SEMINGGU DI RANAH BAKO (bag.8)

8. Bukit Tinggi

Sesudah shalat maghrib (kali ini mereka jama’ dengan shalat isya) keduanya pergi ke bawah Jam Gadang. Betul saja, banyak orang duduk-duduk di taman di dekat Jam Gadang. Sambil ngobrol-ngobrol bergerombol-gerombol. Udara sangat cerah. Bulan hampir penuh bersinar di sebelah timur di ujung timur gunung Merapi. Sosok gunung Merapi terlihat cantik di bawah sinar bulan. Pemandangan ke gunung Singgalang agak tertutup dari sini.

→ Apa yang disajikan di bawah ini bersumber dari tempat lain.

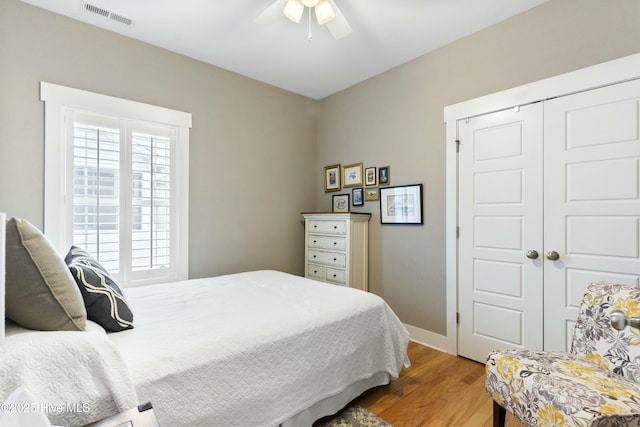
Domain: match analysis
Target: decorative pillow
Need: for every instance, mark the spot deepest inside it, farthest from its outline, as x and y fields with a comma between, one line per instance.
x=40, y=292
x=103, y=299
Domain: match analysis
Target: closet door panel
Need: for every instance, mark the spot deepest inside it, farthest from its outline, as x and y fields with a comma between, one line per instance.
x=591, y=199
x=500, y=219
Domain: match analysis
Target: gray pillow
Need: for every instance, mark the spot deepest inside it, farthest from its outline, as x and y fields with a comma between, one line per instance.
x=103, y=299
x=40, y=291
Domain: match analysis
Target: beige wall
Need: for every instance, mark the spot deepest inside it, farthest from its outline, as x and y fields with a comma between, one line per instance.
x=252, y=152
x=254, y=164
x=396, y=119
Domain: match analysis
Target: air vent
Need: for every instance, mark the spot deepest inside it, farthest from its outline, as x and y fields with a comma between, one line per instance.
x=121, y=19
x=108, y=14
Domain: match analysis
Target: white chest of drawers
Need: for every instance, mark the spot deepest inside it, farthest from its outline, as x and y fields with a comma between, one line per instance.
x=337, y=248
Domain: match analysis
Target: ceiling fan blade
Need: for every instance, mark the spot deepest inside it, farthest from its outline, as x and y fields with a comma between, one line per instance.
x=271, y=12
x=338, y=26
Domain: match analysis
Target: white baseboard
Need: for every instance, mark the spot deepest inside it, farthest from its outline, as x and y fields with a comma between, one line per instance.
x=430, y=339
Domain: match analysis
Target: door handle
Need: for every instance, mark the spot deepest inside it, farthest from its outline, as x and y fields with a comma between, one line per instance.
x=532, y=254
x=552, y=256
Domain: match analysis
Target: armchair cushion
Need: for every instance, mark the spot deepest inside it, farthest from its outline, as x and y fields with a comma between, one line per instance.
x=596, y=384
x=559, y=389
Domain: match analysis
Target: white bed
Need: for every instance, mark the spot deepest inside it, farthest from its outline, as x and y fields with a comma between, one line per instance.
x=260, y=348
x=256, y=348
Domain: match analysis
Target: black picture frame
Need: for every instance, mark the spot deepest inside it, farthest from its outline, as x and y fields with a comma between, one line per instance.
x=340, y=203
x=357, y=196
x=401, y=204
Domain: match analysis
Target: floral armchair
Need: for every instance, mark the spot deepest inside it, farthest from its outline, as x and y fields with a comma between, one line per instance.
x=596, y=384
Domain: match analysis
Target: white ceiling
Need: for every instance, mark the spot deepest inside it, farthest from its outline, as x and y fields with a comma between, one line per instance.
x=386, y=33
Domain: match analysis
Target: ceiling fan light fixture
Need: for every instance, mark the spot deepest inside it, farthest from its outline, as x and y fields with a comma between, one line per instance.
x=293, y=10
x=324, y=12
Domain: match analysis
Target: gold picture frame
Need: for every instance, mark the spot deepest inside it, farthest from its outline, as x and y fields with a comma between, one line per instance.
x=384, y=175
x=332, y=178
x=371, y=194
x=352, y=175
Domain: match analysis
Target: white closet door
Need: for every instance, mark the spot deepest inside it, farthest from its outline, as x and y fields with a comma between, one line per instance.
x=592, y=199
x=500, y=219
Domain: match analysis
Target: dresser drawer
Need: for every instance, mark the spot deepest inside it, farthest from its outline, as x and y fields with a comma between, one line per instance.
x=329, y=258
x=336, y=276
x=326, y=242
x=316, y=271
x=328, y=227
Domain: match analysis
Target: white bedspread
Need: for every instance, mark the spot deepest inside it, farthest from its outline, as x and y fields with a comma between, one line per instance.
x=254, y=349
x=76, y=377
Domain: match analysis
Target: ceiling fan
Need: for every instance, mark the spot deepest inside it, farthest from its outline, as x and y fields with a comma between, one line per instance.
x=327, y=13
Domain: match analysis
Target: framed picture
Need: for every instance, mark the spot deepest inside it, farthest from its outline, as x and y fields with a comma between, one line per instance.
x=370, y=176
x=401, y=204
x=341, y=203
x=352, y=175
x=371, y=194
x=383, y=175
x=357, y=196
x=332, y=178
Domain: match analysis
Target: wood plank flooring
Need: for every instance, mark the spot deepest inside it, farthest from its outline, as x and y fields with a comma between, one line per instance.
x=437, y=390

Disini juga banyak polisi wisata yang ikut berada di tengah keramaian sore itu.

’Berapa banyak petugas berbaju Melayu itu di seluruh Negeri Minangkabau? Aku melihat mereka hadir dimana-mana,’ tanya Aswin.

‘Mungkin ada sekitar lima ribu orang. Mereka bertugas bergiliran siang dan malam dan ditempatkan di setiap objek wisata. Tugas mereka untuk menjaga agar tidak ada yang melakukan hal-hal yang terlarang, baik oleh kaum pelancong maupun oleh anak negeri. Mereka sangat ramah, tapi juga sangat tegas. Kalau ada yang melakukan pelanggaran kecil, misalnya membuang sampah sembarangan, atau menyerobot antrian pasti mereka tegur. Tapi kalau ada yang melakukan pelanggaran berat, misalnya mencoba-coba membuat keonaran pasti mereka tangkap dan mereka serahkan ke polisi biasa, ’ Pohan menjelaskan.

’Apakah mereka bersenjata?’

’Tidak. Mereka hanya membawa borgol. Karena mereka sangat tegas mereka disegani dan ditakuti. Masyarakat juga diberitahu bahwa pembangkangan atau perlawanan terhadap polisi wisata berat hukumannya. Bisa sampai tahunan dalam penjara. Dan polisinya sendiri juga diawasi oleh atasan-atasan mereka dengan sangat ketat. Seandainya polisi wisata diketahui berbuat jahat kepada masyarakat, katakanlah misalnya dengan memeras maka hukumannya lebih berat pula kepada mereka.’

’Bagus sekali, dan sistim pengamanan itu bekerja sangat bagus kelihatannya,’ komentar Aswin.

’Kelihatannya begitu. Tapi, ngomong-ngomong apakah kamu sudah lapar?’ tanya Pohan pula mengalihkan pembicaraan.

’Sebenarnya belum. Tapi waktunya memang agak tanggung. Ada usulan?’ Aswin balik bertanya.

‘Tadi kita sudah memberitahu etek kita tidak akan makan malam di rumah. Kalau kamu sudah sanggup makan lagi mari kita pergi makan gulai bebek hijau,’ ajak Pohan.

’Aha, gulai itik Koto Gadang? Ada restoran khusus gulai itik Koto Gadang?’’ Aswin jadi antusias.

’Ya. Gulai itik Koto Gadang. Kalau mau makan disana saat ini yang paling tepat. Kedai itu tutup jam sembilan malam. Kalau kita makan disana sekarang, gulainya baru masak dan masih panas,’ Pohan menjelaskan.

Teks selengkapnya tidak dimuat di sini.